Powered Ankle Assistance Exoskeleton
Patent no.: 16/353,133
Inventor(s): Zachary F. Lerner
Description: The ability of children to effectively walk around their homes and communities is essential to their physical health, independence, and general wellbeing. Unfortunately, many children with cerebral palsy (CP), the most common cause of pediatric physical disability, have difficulty walking and completing balance-intensive weight-bearing tasks, such as navigating around or over obstacles. The ankle joint plays a critical role during walking, acting to stabilize, support, and propel the body. Reduced ankle performance during walking in those with CP is suggested as a primary contributor to the observed gait dysfunction. The ankle plantar-flexor produces 50% less positive joint work than in typical gait, resulting in a reliance on more proximally located muscles for forward progression. This leads to prohibitively poor walking economy; the metabolic cost of transport for children with CP is three times above normal, on average. Ankle-foot-orthoses, which function by restricting ankle dorsi-flexion during the stance phase of walking, show limited effectiveness for clinically relevant improvements in gait mechanics and energetics.

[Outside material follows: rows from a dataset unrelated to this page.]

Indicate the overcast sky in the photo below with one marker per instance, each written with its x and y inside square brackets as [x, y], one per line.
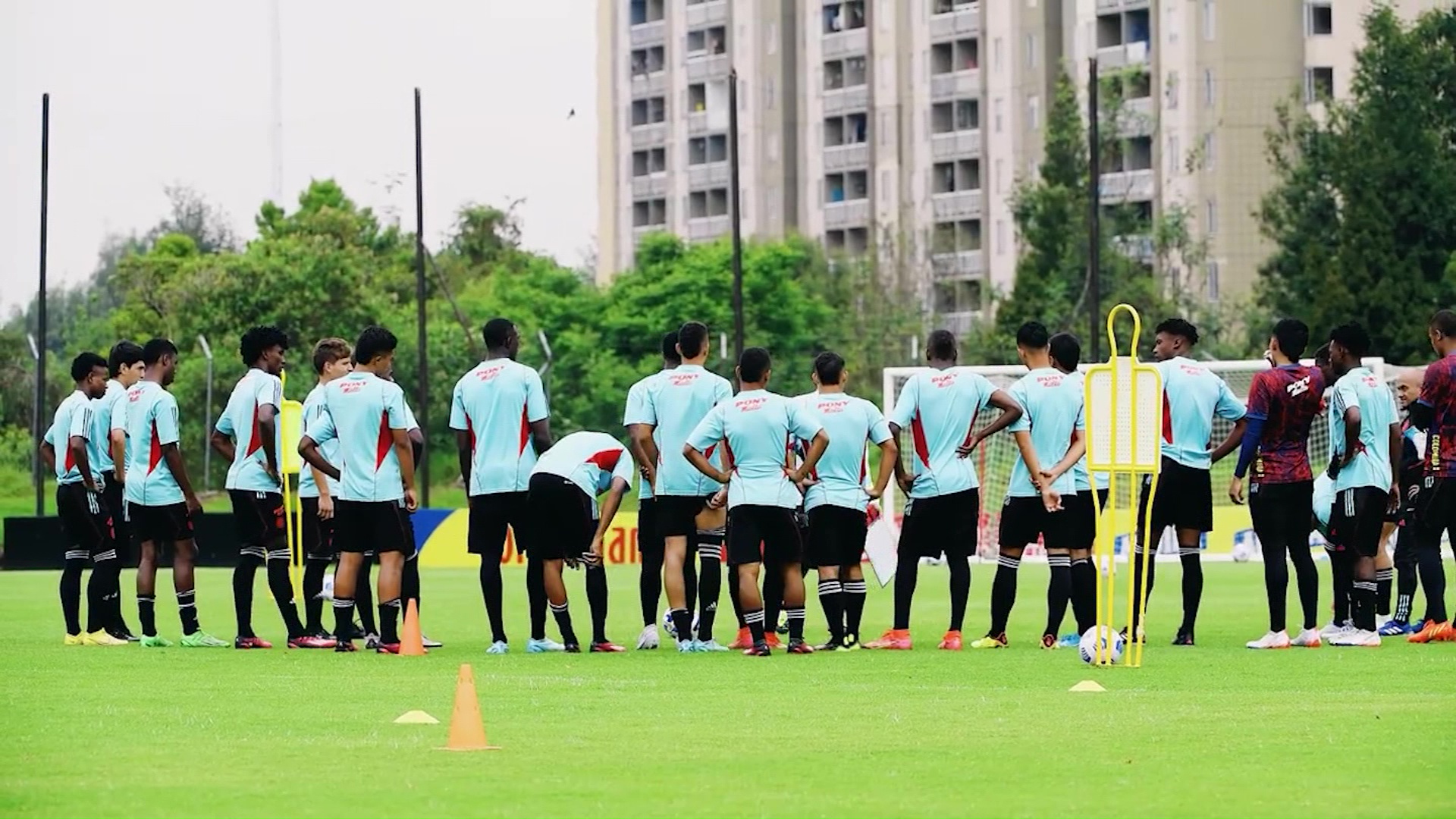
[147, 93]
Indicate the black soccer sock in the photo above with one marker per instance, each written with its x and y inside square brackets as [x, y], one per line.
[1059, 592]
[832, 598]
[598, 601]
[248, 563]
[1383, 579]
[281, 588]
[854, 607]
[908, 570]
[147, 614]
[313, 572]
[389, 621]
[492, 591]
[1084, 594]
[960, 589]
[72, 589]
[564, 624]
[1193, 588]
[187, 611]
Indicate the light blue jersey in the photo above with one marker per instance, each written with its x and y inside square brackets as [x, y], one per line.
[590, 461]
[676, 404]
[758, 428]
[312, 410]
[849, 423]
[242, 422]
[363, 411]
[635, 413]
[1052, 411]
[1193, 395]
[73, 419]
[940, 409]
[497, 403]
[1372, 463]
[152, 423]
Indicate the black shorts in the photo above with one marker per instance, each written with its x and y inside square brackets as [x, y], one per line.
[1024, 519]
[315, 534]
[1280, 513]
[944, 523]
[836, 535]
[1184, 500]
[161, 525]
[258, 518]
[85, 518]
[764, 534]
[677, 515]
[1357, 519]
[490, 516]
[560, 523]
[372, 526]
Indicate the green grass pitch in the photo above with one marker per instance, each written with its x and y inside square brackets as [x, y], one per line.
[1215, 730]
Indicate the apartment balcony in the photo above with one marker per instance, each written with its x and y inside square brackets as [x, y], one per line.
[707, 228]
[965, 19]
[710, 175]
[854, 213]
[707, 67]
[1128, 187]
[648, 34]
[650, 136]
[956, 83]
[846, 42]
[842, 101]
[843, 158]
[956, 145]
[962, 264]
[957, 205]
[707, 14]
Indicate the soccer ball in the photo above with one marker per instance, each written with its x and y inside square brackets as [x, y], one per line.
[1111, 645]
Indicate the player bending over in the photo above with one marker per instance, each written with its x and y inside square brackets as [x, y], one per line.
[1043, 488]
[940, 407]
[762, 493]
[366, 413]
[1193, 397]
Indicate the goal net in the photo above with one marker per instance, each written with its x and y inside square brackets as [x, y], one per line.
[996, 457]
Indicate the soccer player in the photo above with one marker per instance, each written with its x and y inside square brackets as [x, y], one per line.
[566, 526]
[1436, 506]
[246, 435]
[1193, 397]
[126, 369]
[676, 404]
[316, 491]
[159, 496]
[836, 500]
[1283, 406]
[650, 541]
[503, 425]
[1365, 430]
[1049, 436]
[82, 509]
[1066, 352]
[366, 413]
[941, 406]
[755, 426]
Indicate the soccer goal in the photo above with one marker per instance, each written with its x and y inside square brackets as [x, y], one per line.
[996, 457]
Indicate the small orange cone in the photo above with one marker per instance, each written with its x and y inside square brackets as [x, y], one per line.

Orthopedic surgery, muscle injections, and physical therapy, can improve ankle function, but complete correction is not achieved; long-term gait and motor deficits remain.
Potential applications: Physical therapy applications.
Benefits and advantages: Existing rehabilitation exoskeletons, targeted for adults with stroke or spinal cord injury, operate by slowly repositioning limbs along desired joint trajectories. This approach differs in that it is designed around providing quick bursts of assistance intended to restore lost ankle function. Providing dynamic actuation to the ankle joint of individuals with CP will (1) result in a more efficient redistribution of lower-extremity power output to reduce the metabolic cost of walking and stair climbing, and (2) improve performance during balance-intensive tasks by rapidly changing total ankle impedance in response to perturbations and/or abrupt changes in posture.